The high-tech answer to the problem came two years ago when West Virginia University studied the health effects of an exergaming system called Dance Dance Revolution (DDR)--interactive games that instruct kids to use their feet to tap buttons on a sensor mat. After a pilot program found the games were beneficial, the state vowed to install consoles in all its public schools by next year. (It didn't hurt the study's credibility that it was funded in part by an insurance company, not by the gamemaker.) Since then, other districts have climbed aboard, helped by video-game makers like Nintendo and Sony, which are designing systems to meet the demand; small companies like Expresso Fitness that donate equipment; and federal grants and private donations that bankroll the purchase of equipment. "The old system is failing kids," says Phil Lawler, director of training and outreach at PE4life, a nonprofit based in Kansas City, Mo., that helps modernize P.E. "We are tricking them into exercising."

A gaming system, which can cost up to $4,000 a pop, is more expensive than, say, a kickball, but the fact is, it may work just as well. In January the Mayo Clinic in Rochester, Minn., found that obese kids burned six times as many calories playing DDR as they did with a traditional video game. And in July the wonderfully named Alasdair Thin, a researcher of human physiology at Heroit-Watt University in Edinburgh, Scotland, found that college students burned twice as many calories playing an active video game in which they dodged and kicked for 30 minutes as they did walking on a treadmill. Studies have not yet shown how the new games measure up against a real session of, say, soccer or wind sprints.

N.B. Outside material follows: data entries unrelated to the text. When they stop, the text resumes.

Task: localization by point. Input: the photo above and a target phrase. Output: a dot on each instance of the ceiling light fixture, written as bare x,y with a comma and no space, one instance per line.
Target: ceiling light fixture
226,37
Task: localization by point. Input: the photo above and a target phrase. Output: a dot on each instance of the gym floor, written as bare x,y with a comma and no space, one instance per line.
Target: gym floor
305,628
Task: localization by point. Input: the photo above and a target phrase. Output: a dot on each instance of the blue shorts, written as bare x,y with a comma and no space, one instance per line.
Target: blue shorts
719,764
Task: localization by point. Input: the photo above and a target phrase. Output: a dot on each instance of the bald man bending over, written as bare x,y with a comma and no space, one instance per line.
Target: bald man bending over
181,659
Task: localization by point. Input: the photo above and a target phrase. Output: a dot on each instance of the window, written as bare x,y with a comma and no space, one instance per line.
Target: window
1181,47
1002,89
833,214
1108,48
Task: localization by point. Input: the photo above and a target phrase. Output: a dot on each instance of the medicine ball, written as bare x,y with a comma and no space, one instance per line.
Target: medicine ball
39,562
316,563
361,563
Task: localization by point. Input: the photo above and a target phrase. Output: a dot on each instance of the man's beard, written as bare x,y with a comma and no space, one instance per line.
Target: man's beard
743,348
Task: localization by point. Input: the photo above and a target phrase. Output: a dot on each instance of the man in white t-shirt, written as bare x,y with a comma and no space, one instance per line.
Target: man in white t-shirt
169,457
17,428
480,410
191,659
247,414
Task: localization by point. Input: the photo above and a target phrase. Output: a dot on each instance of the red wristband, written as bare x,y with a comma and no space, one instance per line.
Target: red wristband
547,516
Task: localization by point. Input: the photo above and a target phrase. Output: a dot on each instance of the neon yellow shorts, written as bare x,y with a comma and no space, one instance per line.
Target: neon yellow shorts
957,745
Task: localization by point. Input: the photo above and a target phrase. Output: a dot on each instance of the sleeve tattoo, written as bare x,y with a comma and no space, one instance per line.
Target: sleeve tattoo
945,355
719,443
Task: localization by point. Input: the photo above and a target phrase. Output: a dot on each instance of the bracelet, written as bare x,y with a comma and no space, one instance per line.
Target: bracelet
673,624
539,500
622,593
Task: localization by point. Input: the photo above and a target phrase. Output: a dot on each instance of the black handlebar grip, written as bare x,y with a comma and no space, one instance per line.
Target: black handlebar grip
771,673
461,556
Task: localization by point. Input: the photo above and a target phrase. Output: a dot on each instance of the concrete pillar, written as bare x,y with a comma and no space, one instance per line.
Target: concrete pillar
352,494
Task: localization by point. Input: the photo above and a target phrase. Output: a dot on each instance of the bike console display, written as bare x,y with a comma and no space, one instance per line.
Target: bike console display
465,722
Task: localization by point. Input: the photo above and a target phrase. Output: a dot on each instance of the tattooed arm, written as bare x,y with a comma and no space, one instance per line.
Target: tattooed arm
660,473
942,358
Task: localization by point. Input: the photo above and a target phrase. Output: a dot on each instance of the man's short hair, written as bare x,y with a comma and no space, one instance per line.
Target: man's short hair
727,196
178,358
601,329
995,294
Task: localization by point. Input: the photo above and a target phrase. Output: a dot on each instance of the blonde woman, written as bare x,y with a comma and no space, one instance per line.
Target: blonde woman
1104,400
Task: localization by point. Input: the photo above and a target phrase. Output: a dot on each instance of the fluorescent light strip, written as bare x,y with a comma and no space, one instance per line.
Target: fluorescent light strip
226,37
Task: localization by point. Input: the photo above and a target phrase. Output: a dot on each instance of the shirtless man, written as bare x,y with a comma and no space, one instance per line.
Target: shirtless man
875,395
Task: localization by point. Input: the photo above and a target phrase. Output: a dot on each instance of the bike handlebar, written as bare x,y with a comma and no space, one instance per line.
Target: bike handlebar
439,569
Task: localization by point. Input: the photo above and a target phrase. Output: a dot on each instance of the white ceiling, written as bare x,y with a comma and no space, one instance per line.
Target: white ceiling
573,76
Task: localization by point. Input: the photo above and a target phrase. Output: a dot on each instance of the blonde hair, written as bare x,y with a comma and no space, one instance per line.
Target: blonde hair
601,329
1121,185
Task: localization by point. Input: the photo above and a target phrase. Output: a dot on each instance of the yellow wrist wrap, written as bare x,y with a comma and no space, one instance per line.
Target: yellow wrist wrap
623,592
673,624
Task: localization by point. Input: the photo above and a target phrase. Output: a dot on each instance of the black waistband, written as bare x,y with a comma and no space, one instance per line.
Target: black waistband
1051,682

Of course, since a child told to hustle around a track pretty much has to do it, critics argue that there's no need for video games in gym classes even if they do have some health benefits. But there's a physical difference between an hour of exercise enthusiastically pursued and one that's merely plodded through. And, Lawler says, "most kids aren't volunteering to do pull-ups after school." Develop a taste for aerobic video games, however, and you just might carry the habit home.

But can anything hold the fruit-fly attention span of kids? "Video games are not the answer," says Warren Gendel, founder of Fitwize 4 Kids, a chain of traditional children's gyms. "Kids will get bored and be back on the couch." Maybe, but that won't stop the games from coming. Fisher-Price just began selling a video-game bike for toddlers. No word yet on a version for the prewalking crowd--but don't bet against it.